First, it's headed for Earth. This would get it more attention as a possible threat to Earth. This would not cause a panic, we detect these all the time, and as we take more observations and get a more accurate orbit we're more and more confident it will miss. But observations will reveal the next issue...
It's extrasolar! Meaning its orbit indicates that it must have come from outside our solar system. The discovery of 'Oumuamua recently caused a stir, but it was still a scientific curiosity. This would cause more observations. Eventually they'd realize...
It's maneuvering! A hunk of space-rock should follow a predictable orbit around the Sun. Any corrections and maneuvers the ship makes would cause it to not follow predictions. However, unless it's something really dramatic, there Earth scientists would still not label it a spacecraft and would be extremely hesitant to do so. There are plenty of reasons for "non-gravitational acceleration" and scientists will search for a natural explanation.
As the ship gets closer to Earth it will have to maneuver more dramatically to achieve Earth orbit and the evidence will mount that there can be no natural explanation, or it will get close enough that it can be directly imaged. By that point, the ship is practically on top of us.
Extremely fast, but still slow.
Because our detection capabilities are so bad, and because it would take us quite some time to determine that it's not a natural object, your spaceship has to move quite slowly... but still far, far faster than any man-made object. For example, the journey from Earth to Mars takes months, in part because we're coasting most of the way. New Horizons, one of the fastest spacecraft ever, took almost 10 years to reach Pluto.
So you can choose however fast you like for your spacecraft to go to get your week, it will still be fantastically fast compared to Earth spacecraft.

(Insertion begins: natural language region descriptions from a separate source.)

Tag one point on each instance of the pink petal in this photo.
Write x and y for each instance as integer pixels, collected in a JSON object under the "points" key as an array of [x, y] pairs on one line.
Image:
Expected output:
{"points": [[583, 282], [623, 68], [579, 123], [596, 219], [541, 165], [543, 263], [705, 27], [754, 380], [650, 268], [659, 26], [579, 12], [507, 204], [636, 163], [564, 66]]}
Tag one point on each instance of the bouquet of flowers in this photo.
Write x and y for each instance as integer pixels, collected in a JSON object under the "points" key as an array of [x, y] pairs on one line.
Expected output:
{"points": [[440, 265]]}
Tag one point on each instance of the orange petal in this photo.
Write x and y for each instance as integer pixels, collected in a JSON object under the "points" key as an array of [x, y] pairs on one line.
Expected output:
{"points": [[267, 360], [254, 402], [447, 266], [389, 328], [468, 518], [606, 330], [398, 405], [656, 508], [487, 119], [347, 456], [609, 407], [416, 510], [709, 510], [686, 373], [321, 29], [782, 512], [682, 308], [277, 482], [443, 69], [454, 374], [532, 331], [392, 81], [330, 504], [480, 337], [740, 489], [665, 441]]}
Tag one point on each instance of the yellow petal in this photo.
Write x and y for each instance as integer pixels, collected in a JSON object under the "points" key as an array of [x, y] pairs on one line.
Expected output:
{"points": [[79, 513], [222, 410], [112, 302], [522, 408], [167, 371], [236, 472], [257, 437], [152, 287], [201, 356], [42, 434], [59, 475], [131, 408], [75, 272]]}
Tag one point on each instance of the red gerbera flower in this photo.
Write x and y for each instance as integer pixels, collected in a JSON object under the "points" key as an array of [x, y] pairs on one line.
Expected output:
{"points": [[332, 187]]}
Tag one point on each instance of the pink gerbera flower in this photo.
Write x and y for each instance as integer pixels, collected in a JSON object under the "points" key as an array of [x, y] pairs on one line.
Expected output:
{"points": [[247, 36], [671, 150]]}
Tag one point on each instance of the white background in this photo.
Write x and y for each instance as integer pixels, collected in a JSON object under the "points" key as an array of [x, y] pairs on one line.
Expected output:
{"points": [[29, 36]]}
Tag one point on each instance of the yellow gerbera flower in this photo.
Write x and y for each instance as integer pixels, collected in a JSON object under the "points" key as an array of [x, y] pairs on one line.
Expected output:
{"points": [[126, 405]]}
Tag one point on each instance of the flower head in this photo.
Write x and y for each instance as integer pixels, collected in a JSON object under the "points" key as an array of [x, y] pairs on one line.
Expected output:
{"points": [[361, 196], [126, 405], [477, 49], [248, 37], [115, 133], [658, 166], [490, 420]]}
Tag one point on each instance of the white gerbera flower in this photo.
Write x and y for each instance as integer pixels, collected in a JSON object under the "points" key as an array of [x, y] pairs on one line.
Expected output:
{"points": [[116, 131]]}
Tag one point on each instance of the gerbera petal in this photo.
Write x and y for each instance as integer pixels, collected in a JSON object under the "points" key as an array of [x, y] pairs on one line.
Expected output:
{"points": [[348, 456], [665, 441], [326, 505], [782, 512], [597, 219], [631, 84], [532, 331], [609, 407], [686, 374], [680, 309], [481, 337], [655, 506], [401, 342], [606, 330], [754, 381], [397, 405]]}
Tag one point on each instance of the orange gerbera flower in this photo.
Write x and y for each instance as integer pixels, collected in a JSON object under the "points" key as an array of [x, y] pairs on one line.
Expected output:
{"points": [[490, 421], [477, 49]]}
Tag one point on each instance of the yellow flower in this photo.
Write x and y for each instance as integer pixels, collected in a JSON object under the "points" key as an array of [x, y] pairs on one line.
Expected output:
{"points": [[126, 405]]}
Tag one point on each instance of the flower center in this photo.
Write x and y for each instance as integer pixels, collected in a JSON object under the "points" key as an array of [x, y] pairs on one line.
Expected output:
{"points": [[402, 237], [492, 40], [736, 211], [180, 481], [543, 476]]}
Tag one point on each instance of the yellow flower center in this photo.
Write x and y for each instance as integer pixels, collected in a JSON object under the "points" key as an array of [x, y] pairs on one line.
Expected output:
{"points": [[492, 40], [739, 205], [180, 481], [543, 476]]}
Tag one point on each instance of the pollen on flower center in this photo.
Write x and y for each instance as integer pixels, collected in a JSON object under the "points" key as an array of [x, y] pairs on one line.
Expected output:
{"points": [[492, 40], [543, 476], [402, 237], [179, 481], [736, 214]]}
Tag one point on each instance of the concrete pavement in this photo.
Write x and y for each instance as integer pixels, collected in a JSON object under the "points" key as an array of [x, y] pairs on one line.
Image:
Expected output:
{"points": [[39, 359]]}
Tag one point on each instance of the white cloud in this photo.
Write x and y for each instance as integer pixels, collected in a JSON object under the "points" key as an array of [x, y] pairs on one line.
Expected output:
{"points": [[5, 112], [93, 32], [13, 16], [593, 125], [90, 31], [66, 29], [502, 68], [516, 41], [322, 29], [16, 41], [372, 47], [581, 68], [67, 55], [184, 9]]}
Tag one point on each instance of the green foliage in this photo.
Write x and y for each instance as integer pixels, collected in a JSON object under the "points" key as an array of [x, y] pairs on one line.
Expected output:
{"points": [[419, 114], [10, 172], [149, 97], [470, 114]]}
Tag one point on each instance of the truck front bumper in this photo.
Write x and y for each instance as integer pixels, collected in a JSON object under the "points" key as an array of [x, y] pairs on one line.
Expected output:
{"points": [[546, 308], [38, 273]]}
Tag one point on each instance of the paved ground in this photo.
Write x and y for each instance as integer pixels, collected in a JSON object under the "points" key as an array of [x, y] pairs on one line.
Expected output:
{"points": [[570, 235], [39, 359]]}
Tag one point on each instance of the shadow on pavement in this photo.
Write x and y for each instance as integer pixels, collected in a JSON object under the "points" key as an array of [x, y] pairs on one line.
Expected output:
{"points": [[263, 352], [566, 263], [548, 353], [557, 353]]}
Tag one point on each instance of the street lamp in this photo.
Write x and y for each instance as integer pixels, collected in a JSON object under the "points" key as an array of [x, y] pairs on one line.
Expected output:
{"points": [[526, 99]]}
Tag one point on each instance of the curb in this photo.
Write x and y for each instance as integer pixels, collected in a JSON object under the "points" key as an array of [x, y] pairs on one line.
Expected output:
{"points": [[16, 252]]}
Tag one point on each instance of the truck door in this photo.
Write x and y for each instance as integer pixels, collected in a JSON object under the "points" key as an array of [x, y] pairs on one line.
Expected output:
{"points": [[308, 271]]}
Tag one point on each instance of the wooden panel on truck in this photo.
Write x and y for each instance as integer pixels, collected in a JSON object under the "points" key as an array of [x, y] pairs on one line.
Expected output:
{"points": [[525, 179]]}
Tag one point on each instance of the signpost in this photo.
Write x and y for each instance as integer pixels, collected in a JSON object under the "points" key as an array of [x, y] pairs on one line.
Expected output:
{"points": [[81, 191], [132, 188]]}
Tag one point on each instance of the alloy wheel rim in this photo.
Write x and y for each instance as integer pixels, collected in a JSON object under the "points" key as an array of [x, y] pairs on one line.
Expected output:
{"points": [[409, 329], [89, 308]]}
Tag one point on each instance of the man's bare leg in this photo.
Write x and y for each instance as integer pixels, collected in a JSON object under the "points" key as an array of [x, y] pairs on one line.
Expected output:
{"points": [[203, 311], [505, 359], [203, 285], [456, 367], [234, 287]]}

So basically the easiest FTL 'jump' is the one between places of no planets or asteroids or suns.
If so, that ship will have to come out of FTL waaay before Pluto.
Which is the last "planet"?
What is and is not a "planet" is decided less by physics and more by human definition. For example, Pluto is no longer considered a "planet" by humans, it is a "dwarf planet", but that should not affect an alien's FTL drive.
There's plenty of other dwarf planets past Pluto, including some, like Eris, which are more massive than Pluto.
In addition, the solar system doesn't just stop at Pluto. There is the Kuiper Belt which is a second asteroid belt far larger and more massive (but less dense) than the belt between Mars and Jupiter. Neither of these are very dense at all, certainly not like depicted in the movies, and we send spacecraft through hem all the time.
Neptune... or Saturn.
As you say, FTL drives are affected by gravity, but Pluto and other Trans-Neptunian Objects are far, far too small and spread out to have an influence.
Instead I'd suggest they need to drop out of FTL because of the first really massive object which can influence its entire orbit: Neptune. It is nearly as far out as Pluto, and it is massive enough to be a plausible influence.
Or you can decide Neptune and Uranus were on the other side of the solar system and it jumps in near Saturn. It really doesn't matter, we still wouldn't see it.
Just Don't Mention It.
In the finest tradition of good sci-fi, if you don't have to explain it don't explain it. Especially if you're not an expert in that field.
Since our detection capabilities are so bad, you don't have to explain the details at all. As above, the first Earth will know of it is vague observations of some new asteroid. If it comes up later in the story, all you need the aliens say is their FTL drive is influenced by gravity and they had to come out of FTL because they got too close to the Sun. Done.